CVRD Chair Rob Hutchins is asking Environment Minister Terry Lake to push the pause button on processing applications for soil relocation and for treatment of contaminated soils in the Cowichan Valley.
Hutchins’ request comes as yet another application is under consideration by the provincial government. This one is to dump about 1,450 truckloads of contaminated soil in the Cowichan Valley for treatment at the Evans Gravel Pit on Koksilah Road.
“In keeping with the collaborative and co-operative approach we have been taking with the provincial government in dealing with contaminated soils being relocated to the Cowichan Valley, it is important we work to find satisfactory solutions to this problem and not have to be constantly dealing with new and additional proposals to move more contaminated soil into our area,” Hutchins said. “The Minister has within his authority the ability to instruct staff to place a hold on all applications dealing with contaminated soil going to or being treated in the Cowichan Valley.”

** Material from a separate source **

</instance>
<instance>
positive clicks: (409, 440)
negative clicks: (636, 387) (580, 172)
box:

The CVRD has taken a position of firm opposition to the South Island Aggregates application to treat contaminated soils at its quarry location in the Shawnigan area. The CVRD has passed a resolution rejecting all deposition or treatment of contaminated soils in domestic water supply watersheds in the Regional District.
The CVRD has also raised the alarm over more than a dozen unregistered soil dumping sites in the South Cowichan area and is working with the Ministry of Environment to determine the levels of risk that may exist.
The latest application involves contaminated soils being excavated from the Canadian Forces base at Esquimalt and being transported to the Koksilah Road site for treatment. It is projected that it will take over a year to transport all that soil over the Malahat.
Loren Duncan, Director, Electoral Area E, Cowichan Station / Sahtlam / Glenora, said his primary objective is to protect the aquifer and the potable water supply for upwards of 30,000 people who depend on it.
“The maps supplied with this application show that the proposal calls for the soil to be deposited within metres of the confluence of the Koksilah River and Kelvin Creek,” Duncan said. “It’s simply not acceptable to put that water and the aquifer beneath it at risk.”